I will start with the official forecast from the NHC. For the past two days, Major Hurricane Dorian has been hammering The Bahamas bringing catastrophic winds with sustain winds of 185 mph with gusts to and possibly more that 200 mph. Dorian approached the islands moving west around 8-9 mph and once it reached the Grand Bahama Island it became stationary for over 24 hours. The damage and devastation is absolutely terrible and the photos and videos from the area are heartbreaking.
The following is my opinion of the possible forecast and not an official forecast. For official information, listen to your local authorities and never make a decision based on information from non-official media/social media outlets.
This forecast hasn’t changed much from yesterday’s update and only minor changes were made. All model images were taken from the same GFS run for illustration purposes only.
Dorian has begun its move northwestward and should remain on that track for the next couple of hours. The core of Dorian is tracking close to the eastern shore of Florida however not as close as the models were previously forecast however a tug to the west would bring the core near shore. Dorian has weakened into a category 2 hurricane and should remain that strength for the next two days at least as it travels along the southeast coast.
Ridging over western and central US builds back in slightly to the north of Dorian and a strengthening ridge over the Atlantic could track Dorian closer to the NE Florida coast Tuesday into Wednesday.
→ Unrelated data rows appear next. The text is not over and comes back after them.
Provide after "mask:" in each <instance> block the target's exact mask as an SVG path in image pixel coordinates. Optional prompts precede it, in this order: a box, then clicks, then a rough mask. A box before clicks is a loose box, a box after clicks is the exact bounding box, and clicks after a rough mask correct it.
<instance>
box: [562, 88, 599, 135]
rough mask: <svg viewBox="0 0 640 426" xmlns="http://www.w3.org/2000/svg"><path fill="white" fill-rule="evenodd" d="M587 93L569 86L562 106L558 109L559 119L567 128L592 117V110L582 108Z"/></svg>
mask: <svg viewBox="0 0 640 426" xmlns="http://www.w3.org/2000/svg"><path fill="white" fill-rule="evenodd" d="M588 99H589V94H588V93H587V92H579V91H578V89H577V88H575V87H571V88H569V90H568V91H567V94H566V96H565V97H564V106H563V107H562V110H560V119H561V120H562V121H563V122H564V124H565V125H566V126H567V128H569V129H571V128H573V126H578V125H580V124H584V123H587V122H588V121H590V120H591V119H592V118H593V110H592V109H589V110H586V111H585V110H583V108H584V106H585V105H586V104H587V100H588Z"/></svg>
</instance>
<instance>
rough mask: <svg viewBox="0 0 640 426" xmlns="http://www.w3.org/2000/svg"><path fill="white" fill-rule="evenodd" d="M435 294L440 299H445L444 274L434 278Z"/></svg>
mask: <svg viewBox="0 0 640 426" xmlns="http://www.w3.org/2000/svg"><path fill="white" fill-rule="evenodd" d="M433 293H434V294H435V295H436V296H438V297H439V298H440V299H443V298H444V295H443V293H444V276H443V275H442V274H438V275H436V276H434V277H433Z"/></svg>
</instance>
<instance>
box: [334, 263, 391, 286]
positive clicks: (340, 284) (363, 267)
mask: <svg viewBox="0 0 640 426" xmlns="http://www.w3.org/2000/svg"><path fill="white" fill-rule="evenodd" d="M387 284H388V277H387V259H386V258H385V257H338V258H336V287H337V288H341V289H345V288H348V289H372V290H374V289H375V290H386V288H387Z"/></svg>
Hurricane conditions could still occur along the coast however the center of the storm should remain offshore (though minor shifts to the track could bring the center onshore during that time period but are looking less likely).
On Wednesday, we are keeping an eye on a feature that will round the north portion of the high over the central US and dig southeastward weakening the eastern periphery of that high freeing Dorian to lift northeastward as the final trough digs in from the northern Plains and eventually pushing Dorian from the area by early Friday morning.
If the current model forecasts hold (big if) we should see Dorian approach the North Carolina coast from the southwest as a category 1 or 2 hurricane. Some of the models keep it offshore while some bring right up the coast with a chance of landfall along the Outer Banks. As Dorian travels northward, the wind field will increase in size allowing tropical storm force wind gusts inland and possible hurricane force winds along the immediate coast with a close passage of the storm. If it tracks further off the coast, the wind threat moves further east with it. There is also expected to be heavy storm surge that will impact the entire coast as it approaches the area. Heavy rain can be expected with the passage with the storm with areas closest to the center getting the higher rainfall totals. For more information about the impacts from Dorian for your area, visit the NWS Newport/Morehead City website which has an updated briefing of all threats to the area.
That is all I have for the night. I will keep an eye on the storm and will update if anything changes.